113 (20) πῶς οὖν χρὴ δίκαιον ἡγήσασθαι τὸν τῆς Ἑλένης μῶμον, ἥτις εἴτ' ἐρασθεῖσα εἴτε λόγωι πεισθεῖσα εἴτε βίαι ἁρπασθεῖσα εἴτε ὑπὸ θείας ἀνάγκης ἀναγκασθεῖσα ἔπραξεν ἃ ἔπραξε, πάντως διαφεύγει τὴν αἰτίαν; (21) ἀφεῖλον τῶι λόγωι δύσκλειαν γυναικός, ἐνέμεινα τῶι νόμωι ὃν ἐθέμην ἐν ἀρχῆι τοῦ λόγου· ἐπειράθην καταλῦσαι μώμου ἀδικίαν καὶ δόξης ἀμαθίαν, ἐβουλήθην γράψαι τὸν λόγον Ἑλένης μὲν ἐγκώμιον, ἐμὸν δὲ παίγνιον.

(20) Como, então, se deve considerar justa a censura de Helena que, fez o que fez ou dominada pelo amor, ou persuadida pelo discurso, ou tomada com violência, ou constrangida pela necessidade divina e escapa à acusação em todos os casos?

(21) Com o discurso retirei a má reputação da mulher, permaneci na lei que fixei no princípio do discurso, tentei dissipar a injustiça da censura e a ignorância da opinião, quis escrever o discurso para ser de Helena, um elogio, e para mim, um jogo.

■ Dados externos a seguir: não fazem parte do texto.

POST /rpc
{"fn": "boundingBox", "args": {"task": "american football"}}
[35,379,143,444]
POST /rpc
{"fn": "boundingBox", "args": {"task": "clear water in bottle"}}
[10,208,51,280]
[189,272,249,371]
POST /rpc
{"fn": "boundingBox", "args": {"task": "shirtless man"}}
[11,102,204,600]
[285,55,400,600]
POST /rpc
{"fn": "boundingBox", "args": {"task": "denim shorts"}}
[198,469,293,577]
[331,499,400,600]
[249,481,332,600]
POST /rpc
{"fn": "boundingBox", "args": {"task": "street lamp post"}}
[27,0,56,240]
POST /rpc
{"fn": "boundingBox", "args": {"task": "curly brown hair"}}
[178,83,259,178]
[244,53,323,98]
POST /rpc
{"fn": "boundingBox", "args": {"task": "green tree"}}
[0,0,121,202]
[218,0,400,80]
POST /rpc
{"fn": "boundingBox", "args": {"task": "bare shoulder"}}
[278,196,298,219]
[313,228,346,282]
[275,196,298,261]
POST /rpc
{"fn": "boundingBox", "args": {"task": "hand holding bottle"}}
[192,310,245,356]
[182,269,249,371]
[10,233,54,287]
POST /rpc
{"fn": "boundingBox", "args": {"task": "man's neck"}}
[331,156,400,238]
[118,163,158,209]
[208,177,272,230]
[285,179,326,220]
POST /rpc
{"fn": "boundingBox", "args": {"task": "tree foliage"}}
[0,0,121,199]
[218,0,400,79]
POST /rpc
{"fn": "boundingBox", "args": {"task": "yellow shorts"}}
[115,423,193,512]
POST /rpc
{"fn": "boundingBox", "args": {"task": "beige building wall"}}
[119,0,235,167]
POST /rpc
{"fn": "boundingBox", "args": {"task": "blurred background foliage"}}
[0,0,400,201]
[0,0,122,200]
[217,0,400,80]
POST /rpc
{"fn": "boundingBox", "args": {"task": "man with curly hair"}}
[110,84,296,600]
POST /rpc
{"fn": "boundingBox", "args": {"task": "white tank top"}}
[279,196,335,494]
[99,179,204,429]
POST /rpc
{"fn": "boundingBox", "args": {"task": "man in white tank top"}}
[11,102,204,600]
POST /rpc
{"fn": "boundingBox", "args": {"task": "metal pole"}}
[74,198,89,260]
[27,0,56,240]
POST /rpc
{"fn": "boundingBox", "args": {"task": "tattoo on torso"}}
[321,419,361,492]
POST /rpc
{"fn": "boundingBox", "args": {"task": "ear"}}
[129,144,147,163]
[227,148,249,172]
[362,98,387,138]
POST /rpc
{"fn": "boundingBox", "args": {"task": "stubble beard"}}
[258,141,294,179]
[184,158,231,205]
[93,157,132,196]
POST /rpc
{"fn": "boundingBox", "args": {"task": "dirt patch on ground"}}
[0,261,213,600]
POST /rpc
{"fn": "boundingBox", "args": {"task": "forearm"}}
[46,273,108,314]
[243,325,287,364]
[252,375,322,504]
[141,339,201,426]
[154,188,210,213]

B – Cremos que o controverso παίγνιον que conclui o discurso, longe de tirar a seriedade do mesmo expõe exatamente sua seriedade: trata-se de um jogo, um jogo de palavras em que, partindo de termos e valores amplamente compartilhados ressignifica- os e cria novos valores. Cria não só uma nova Helena, isenta de culpa, mas para inocentá-la transforma concepções e valores de seus concidadãos – é assim que entendemos, por exemplo, a quarta causa, que mostra Helena vítima apesar de culpada. Em suma, ao mesmo tempo que detecta as contradições e ambiguidades constituintes do

logos, demonstra como é possível que o discurso atue como pharmakon. É um jogo de

palavras – mas não esvaziadas de sentido – que ao mesmo tempo problematiza o grande poder persuasivo da palavra e demonstra como é possível exercer esse poder. O “elogio” é apenas de Helena, para Górgias se trata de um jogo que destrói um antigo consenso e cria um outro a partir exatamente das “ruínas”. E nesse sentido falamos em “destruir o consenso na polis”, destruir, mas apenas para que se perceba o caráter problemático da linguagem e que novas possibilidades sejam abertas, possibilidades de um consenso que agora se reconhece como problemático, múltiplo, ambíguo e existente unicamente via logos e não por uma “natural” adequadação com uma realidade “justa”, mas adequado a uma realidade “útil”, tanto individual como socialmente.